Акеми раздражённо тряхнула чёлкой.
— Нет, не могла бы. И не настаивай.
— Для чего тебе все эти тайны, Акеми? Собираешься забрать их с собой в небытие, куда, не исключено, все мы отправимся очень скоро? Я ведь спрашиваю не из любопытства…
— А меня, признаться, оно так и разбирает, — неожиданно перебил Лодовико. — Ты появляешься здесь раз за разом, когда тебе нужны сведения. Мы же не знаем о тебе ничего — даже имени того, кто тебя обратил. Ты молчишь о своих тайнах, так почему требуешь откровенности от других?
— Имя того, кто меня обратил, не поможет предотвратить апокалипсис.
— Всё дело в доверии. Почему мы должны верить тебе, если ты не готова верить нам?
Я покосилась на Акеми — её лицо было безразличным. Лодовико говорил от себя, и руководило им, конечно, любопытство, а не обида за недостаток доверия. Но чем я на самом деле рисковала? Судя по всему, эти двое существовали друг для друга, просто наслаждаясь этим и не вступая ни в какие посторонние дрязги. Возможно, моё признание ничего не даст, а, может, всё же убедит их обоих в том, насколько тайны и попытки их сохранить бессмысленны на пороге надвигающегося Конца.
— Меня обратил Арент.
— Madonna mia! — выпалил Лодовико. — Этого я не ожидал! Арент?.. Какими травами ты опоила этого изверга, чтобы он настолько забылся?
Акеми хлопнула его по руке, я с трудом сдержала улыбку, но Лодовико на этом не успокоился:
— Теперь понятно, почему ты не боишься Эдреда, poverina[1]. Честное слово, с поклонниками тебе не везёт. Но всё же — Эдред? Неужели не нашлось никого более вменяемого?
До сих пор я не опровергала предположений Лодовико о том, что Эдред — мой избранник, но сейчас решила включить в счёт откровенности и этот пункт:
— Нет, не Эдред.

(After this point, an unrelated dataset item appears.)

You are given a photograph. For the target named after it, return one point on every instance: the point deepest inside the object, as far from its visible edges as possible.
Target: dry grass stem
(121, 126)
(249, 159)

Доминик. Ради него я согласилась на бессмертие, которое всегда считала проклятием. Оно и не было ничем другим, пока рядом находился Арент. Мне удалось бежать, но каждое мгновение моего существования с тех пор пронизано страхом, что рано или поздно он меня найдёт. Если это произойдёт, я первая буду молить о конце света. Но мне непонятно, почему ваши попытки предотвратить его настолько слабы.

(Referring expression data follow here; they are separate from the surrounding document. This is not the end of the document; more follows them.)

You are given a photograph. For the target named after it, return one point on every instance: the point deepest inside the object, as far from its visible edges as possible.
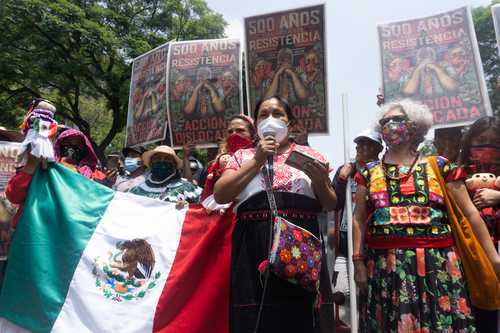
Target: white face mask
(272, 126)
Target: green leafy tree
(78, 54)
(485, 32)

Видимо, Лодовико был действительно ошарашен, потому что, против своего обыкновения, даже не перебил на полуслове, а дождался, пока я закончу:
— И каким образом тебе удаётся скрываться от своего padroncino[2], piccolina? Я думал, это невозможно…
Удлинённые веки Акеми вдруг взлетели вверх, словно она очнулась ото сна.
— Сэннины не будут с тобой говорить, даже если я скажу, где их найти. Но обещаю дать знать, как только сама решусь показаться им на глаза. Ты будешь меня сопровождать и сможешь спросить их обо всём.